Ronald D. Moore continues to give the small central California city of Chowchilla more to brag about than just being the home to a women’s prison. The prolific writer/producer’s latest adventure into the world of sci-fi/fantasy, “Philip K. Dick’s Electric Dreams,” will be available through the streaming service of Amazon Prime Video. Not only is Moore one of the executive producers on the anthology series, he wrote the episode “Real Life” starring Anna Paquin, Terrence Howard, Rachelle Lefevre, Lara Pulver, Sam Witwer and Jacob Vargas.
“Real Life” — and the other nine episodes in the first season of the anthology series — will be available starting Jan. 12. Other writers adapting Dick’s short story work for the small screen include Jack Thorne, Michael Dinner, Tony Grisoni, Matthew Graham, David Farr, Dee Rees, and Travis Beacham. Each episode will be a stand-alone tale structured similarly to “Black Mirror,” “The Outer Limits” or “The Twilight Zone.”
As a longtime fan of science fiction and fantasy, Moore was well aware of Dick’s writing long before the idea of the series was suggested. His knowledge was more about the novels than it was about the long list of short stories Dick wrote starting in 1951 and continuing until his death in 1982.
“The short stories were published in a variety of ways over the years. Some were in magazines. Some were anthologies. Some hadn’t been seen in a very long time,” Moore says. “So when the idea first came up, I was fascinated because it was a whole lot of material I wasn’t familiar with or I had read.”
Each writer was given a lot of leeway in how they used the original material. Moore was fascinated by many of the works by Dick, but it was the short story “Museum,” which became the basis for “Real Life,” that caught his attention.
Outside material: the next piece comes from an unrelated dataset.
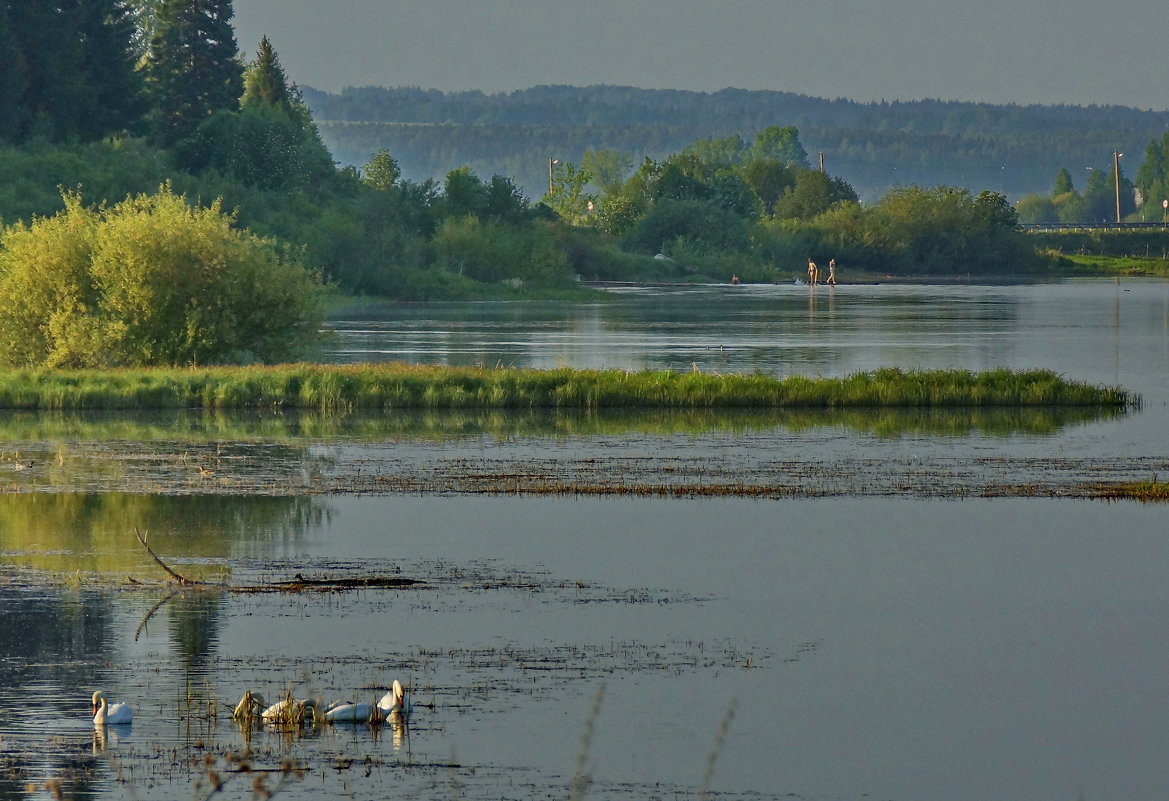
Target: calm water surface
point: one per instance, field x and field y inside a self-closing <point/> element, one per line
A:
<point x="831" y="648"/>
Paquin plays Sarah, a policewoman living in the future who shares headspace with George, played by Terrence Howard, a game designer, as each pursue violence. In a race against time, sharing a bond no one else can see, they learn the very thing that connects them can also destroy them.
Getting actors was not a problem, both because of the reputation Dick has as a writer and because the anthology format doesn’t require a long commitment of time. Actors like Steve Buscemi, Geraldine Chaplin, Essie Davis, Richard Madden, Bryan Cranston and Holliday Grainger, who are in other episodes, jumped at the chance to take on very different roles.
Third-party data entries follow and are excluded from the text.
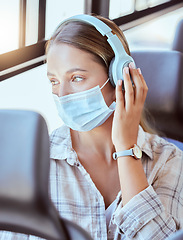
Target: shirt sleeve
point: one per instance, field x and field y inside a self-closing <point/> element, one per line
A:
<point x="157" y="211"/>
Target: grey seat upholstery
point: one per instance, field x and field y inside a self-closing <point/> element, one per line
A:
<point x="25" y="205"/>
<point x="163" y="73"/>
<point x="178" y="38"/>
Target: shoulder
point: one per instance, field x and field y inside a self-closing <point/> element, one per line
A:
<point x="59" y="135"/>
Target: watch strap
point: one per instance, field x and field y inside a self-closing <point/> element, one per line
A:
<point x="123" y="153"/>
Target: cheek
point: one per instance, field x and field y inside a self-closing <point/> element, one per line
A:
<point x="109" y="94"/>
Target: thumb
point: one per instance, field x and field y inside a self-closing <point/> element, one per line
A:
<point x="119" y="95"/>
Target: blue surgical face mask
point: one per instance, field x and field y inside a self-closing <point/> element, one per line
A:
<point x="83" y="111"/>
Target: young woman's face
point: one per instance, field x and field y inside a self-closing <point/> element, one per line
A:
<point x="72" y="70"/>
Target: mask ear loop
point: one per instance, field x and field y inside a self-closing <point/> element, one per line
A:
<point x="104" y="84"/>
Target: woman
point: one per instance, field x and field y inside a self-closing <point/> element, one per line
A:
<point x="140" y="199"/>
<point x="131" y="197"/>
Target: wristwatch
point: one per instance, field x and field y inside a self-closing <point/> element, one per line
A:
<point x="135" y="152"/>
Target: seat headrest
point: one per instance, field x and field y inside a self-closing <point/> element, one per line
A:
<point x="25" y="206"/>
<point x="163" y="73"/>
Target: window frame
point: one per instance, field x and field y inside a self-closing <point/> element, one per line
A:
<point x="28" y="57"/>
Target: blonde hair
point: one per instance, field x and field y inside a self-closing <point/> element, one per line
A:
<point x="85" y="37"/>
The elements in the story touching on the nature of reality and virtual space matched up with Moore’s growing interest in virtual reality technology. His big change from Dick’s original story is instead of one person getting lost in a VR world, he has two characters sharing such a close connection it is difficult to decide which one is the real world.
“Electric Dreams” is the latest project for Moore, whose writing or producing resume includes such projects as “Roswell,” “Star Trek: The Next Generation,” “Carnivale,” “Battlestar Galactica,” “Helix” and his current Starz series “Outlander.” Moore was able to devote time to “Electric Dreams” because he has been delegating more of the work on “Outlander” to others.
“The chance to do this project came at the right time when I could step away from ‘Outlander’ for a short time and then go back,” Moore says. The 13-episode fourth season of “Outlander,” currently filming in Scotland, will be based on “Drums of Autumn,” the fourth book in Diana Gabaldon’s eight-book series. The season where Claire and Jamie attempt to make a home in America will begin later this year on Starz.
Moore has penned every episode of “Outlander,” basing the scripts on the novels by Gabaldon. Those novels gave Moore more than enough material to create a series. But, there was a limited amount of material with Dick’s short story. That he had less to use ended up giving Moore a feeling of freedom.
“In my case, it was a matter of taking the general idea and running with it,” Moore says. “I didn’t feel constrained by the structure I was given. At the same time I knew this was a one-off. It’s like doing a little movie. I didn’t have to set up a world that could last for a long time.
“I didn’t have to deal with questions outside the four corners of the story. It is what it is. There was certain amount of freedom in not having to create all the giant things you have to do in an ongoing TV show.”
The downside is there are no continuing sets or characters, so each episode starts from scratch. That complicated the producing process, which was already being pushed because half of the episodes were shot in England and half in Chicago. The series will also air on Channel 4 in London.
This is the second project based on Dick’s writing at Amazon, following “The Man in the High Castle,” which recently released its second season. Amazon has renewed the show for a third season.
As for a second season of “Philip K. Dick’s Electric Dreams,” Moore says there is plenty of material available to keep the anthology series going.